November 22, 2024
Sports Column

Final game makes for a special night

They held a going-away party in Biddeford last Friday night. You may have heard about it. Heck, you may even have been one of the 5,000 or so who packed Waterhouse Field for the festivities.

The honorees? Eighty-eight of the state’s top recently graduated football stars. The guests? Anyone who wanted to pay a little cash and sit fanny-to-fanny on hardwood planks, just to see their hometown heroes play one last time.

Nothing special there, you say.

Every high school team sport holds an all-star game nowadays, it seems. This one was just more of the same.

Not so fast.

This one was special. … just like it is every single year.

You could credit the sponsors for that. The Shriners, you probably know, do the kind of charity work that nobody wants to have to accept.

They also do the kind of work that thousands of parents find out … the hard way … is invaluable.

But last Friday’s football game was a notch above the garden-variety contest-for-a-cause.

In some ways, that’s surprising. Football’s a brutal, physical sport, after all. It doesn’t lend itself to the kind of all-offense, feel-good exhibitions that work perfectly well in most other sports.

In football, if you go half-speed for a play, you end up flat on your back, looking out your ear-hole.

So there your hometown heroes were, early Friday evening. Stretching. Doing calisthenics. Finding out that even after a week of practices, things are a bit different than they were back in November.

Just ask Justin Cummings. The former Stearns High star spent a little time before the game explaining the bloody mess that results when you keep blistering the same heel for seven straight day.

“We ran a lot,” he said as a trainer peeled off bloody gauze and replaced it with a fresh layer of padding. “It’s been killing me.”

Cummings is one of the lucky ones, you know. In two weeks, he’ll be back in a football training camp. Just like he is every August, when the hottest days of summer roll around, and pals are spending afternoons at the lake.

He’s heading to Maine Maritime Academy. Nice little Division III program. Plenty of these guys end up in places like that. Others – like Portland star Quinton Porter – climb the ladder and head to places like Boston College.

And others? Well, Friday’s party was really for them.

The coaches made sure that they all knew it.

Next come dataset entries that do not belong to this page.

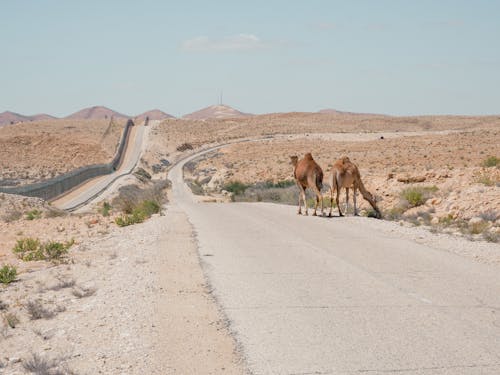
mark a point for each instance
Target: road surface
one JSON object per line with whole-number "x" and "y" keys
{"x": 89, "y": 190}
{"x": 311, "y": 295}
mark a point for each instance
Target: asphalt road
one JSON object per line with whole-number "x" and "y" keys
{"x": 311, "y": 295}
{"x": 89, "y": 190}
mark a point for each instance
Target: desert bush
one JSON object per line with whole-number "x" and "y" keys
{"x": 8, "y": 274}
{"x": 29, "y": 249}
{"x": 491, "y": 237}
{"x": 235, "y": 187}
{"x": 190, "y": 166}
{"x": 11, "y": 216}
{"x": 489, "y": 215}
{"x": 279, "y": 184}
{"x": 261, "y": 192}
{"x": 83, "y": 292}
{"x": 491, "y": 161}
{"x": 41, "y": 366}
{"x": 55, "y": 212}
{"x": 3, "y": 305}
{"x": 477, "y": 228}
{"x": 312, "y": 201}
{"x": 106, "y": 207}
{"x": 11, "y": 319}
{"x": 485, "y": 180}
{"x": 37, "y": 311}
{"x": 184, "y": 147}
{"x": 446, "y": 220}
{"x": 394, "y": 213}
{"x": 137, "y": 216}
{"x": 417, "y": 195}
{"x": 140, "y": 213}
{"x": 63, "y": 284}
{"x": 33, "y": 214}
{"x": 370, "y": 212}
{"x": 142, "y": 174}
{"x": 195, "y": 187}
{"x": 131, "y": 196}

Just ask former Oxford Hills star Mike Mowatt. He’ll tell you what happened when he headed to the locker room with the rest of his East squad at halftime.

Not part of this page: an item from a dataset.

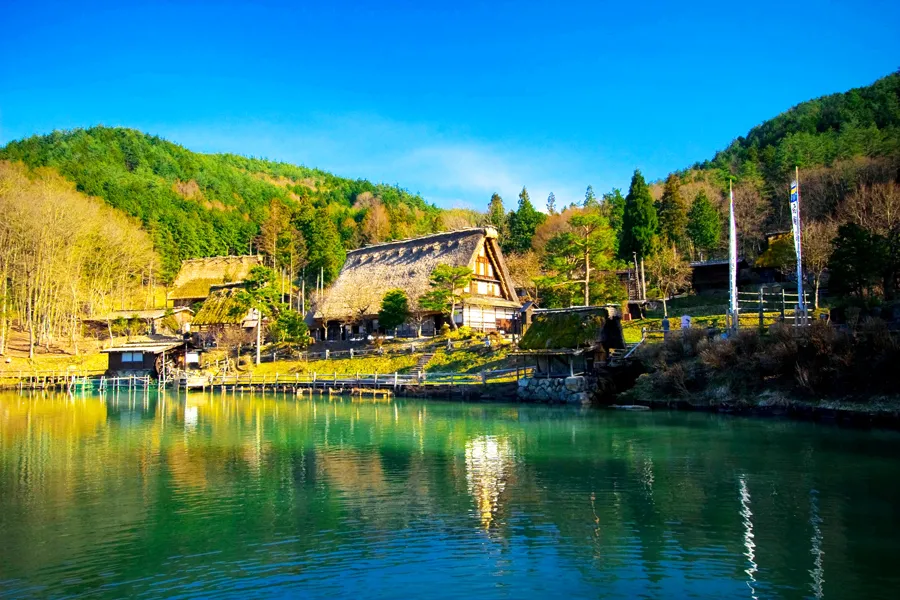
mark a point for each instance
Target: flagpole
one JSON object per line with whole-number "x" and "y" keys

“At the half we just got fired up,” he said softly. “We knew it was gonna be one of the last games anyone played, so we just gave it our all.”

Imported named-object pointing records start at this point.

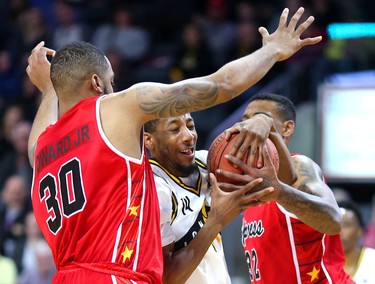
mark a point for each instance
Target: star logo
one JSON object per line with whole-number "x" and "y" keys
{"x": 133, "y": 210}
{"x": 314, "y": 274}
{"x": 126, "y": 254}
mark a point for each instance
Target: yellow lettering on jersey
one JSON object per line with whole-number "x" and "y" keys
{"x": 133, "y": 210}
{"x": 126, "y": 254}
{"x": 314, "y": 274}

And as friends and family milled around storied Waterhouse Field late Friday night, Mowatt (another of the lucky ones who’s good enough to play some college ball) shook his head and explained what that meant.

“It doesn’t feel too good,” he said.

But before they left – some to bigger things, others to better things, and still others to entirely different things that have nothing to do with sweating and bleeding and bonding – they had a little party.

You might have been there. It was special.

Because a lot of these guys – your very own hometown heroes – will never, ever play this game again. And they knew it.

“Just cleaned the locker room,” a worker announced even later Friday night, after the lights had dimmed and the players had said goodbye, one last time.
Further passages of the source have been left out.